Would be the life in newly discovered exoplanets

After the discovery of the new solar system around the star Trappist-1 you have to answer several questions to confirm if they harbor life and to know if someday humans will be able to analyze it. While some of these unknowns could be solved in a few years, others require technologies that may not be available for centuries.



Compared to our Solar System, the Trappist-1 planets are much closer together and stuck to their star. "The planet farthest from the star, h, is about a tenth of the distance between the Sun and Mercury," explains Jose Caballero, a researcher at the Astrobiology Center near Madrid. The planets are so close that from the surface of one you could get to appreciate the clouds and the other's geographical features with the naked eye, according to NASA.

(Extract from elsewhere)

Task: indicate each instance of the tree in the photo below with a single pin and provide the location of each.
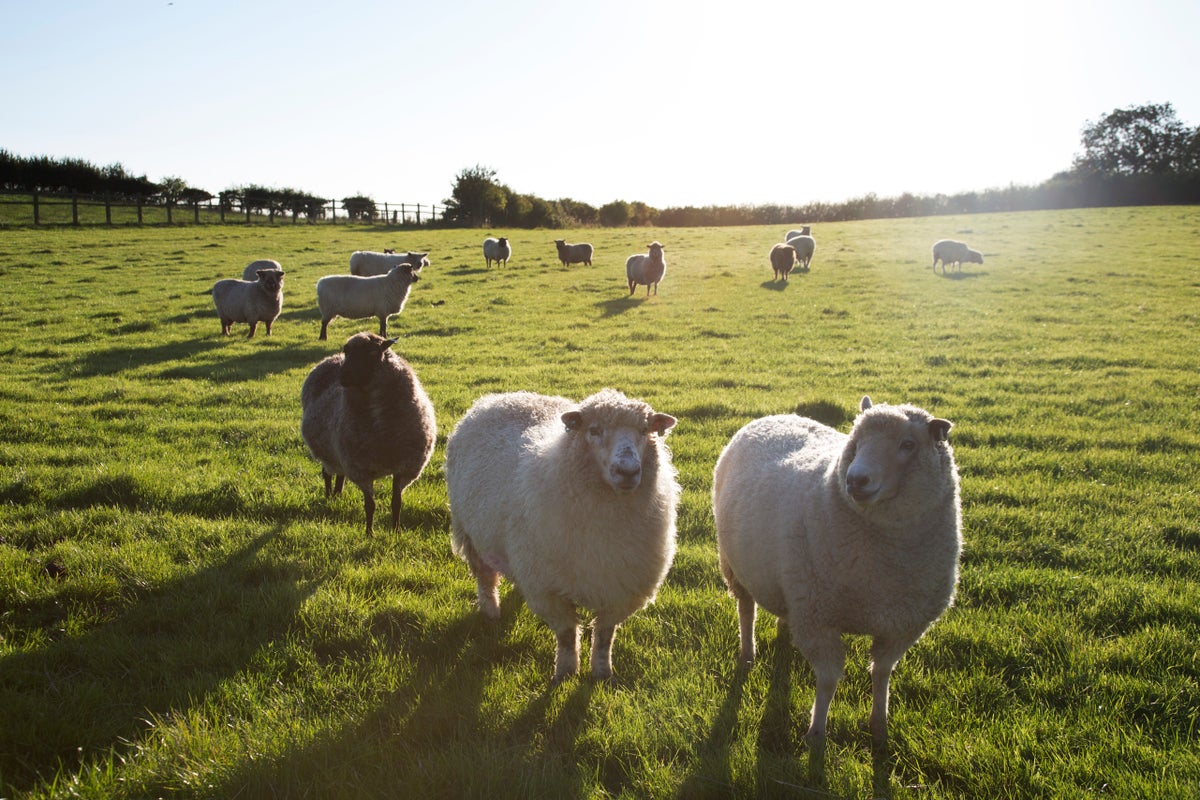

The great question about the seven terrestrial planets is whether they have atmosphere. This gas sheathing is essential to generate a greenhouse effect, to attenuate temperatures and to allow liquid water to exist. It is also a shield for the dangerous ultraviolet radiation that dominates in this type of stars, known as red dwarfs.


It is likely that the discovered planets always give the same face to their star, as the Moon to Earth. This makes them worlds where they are eternally day in one hemisphere and night in the other. The temperature differences would be brutal and there would be a meteorology dominated by strong winds from the sunny to the dark side, NASA said in a statement. This situation can be life-friendly. "In previous studies, eye-planets have been discovered, where there is a large ocean of liquid water in the illuminated part and ice in the rest of the surface," explains Ignasi Ribas, an exoplanet expert at the Institute of Space Sciences (IEEC-CSIC) ), in Barcelona. In addition, "the atmosphere would redistribute the heat and energy that comes from the star," he adds.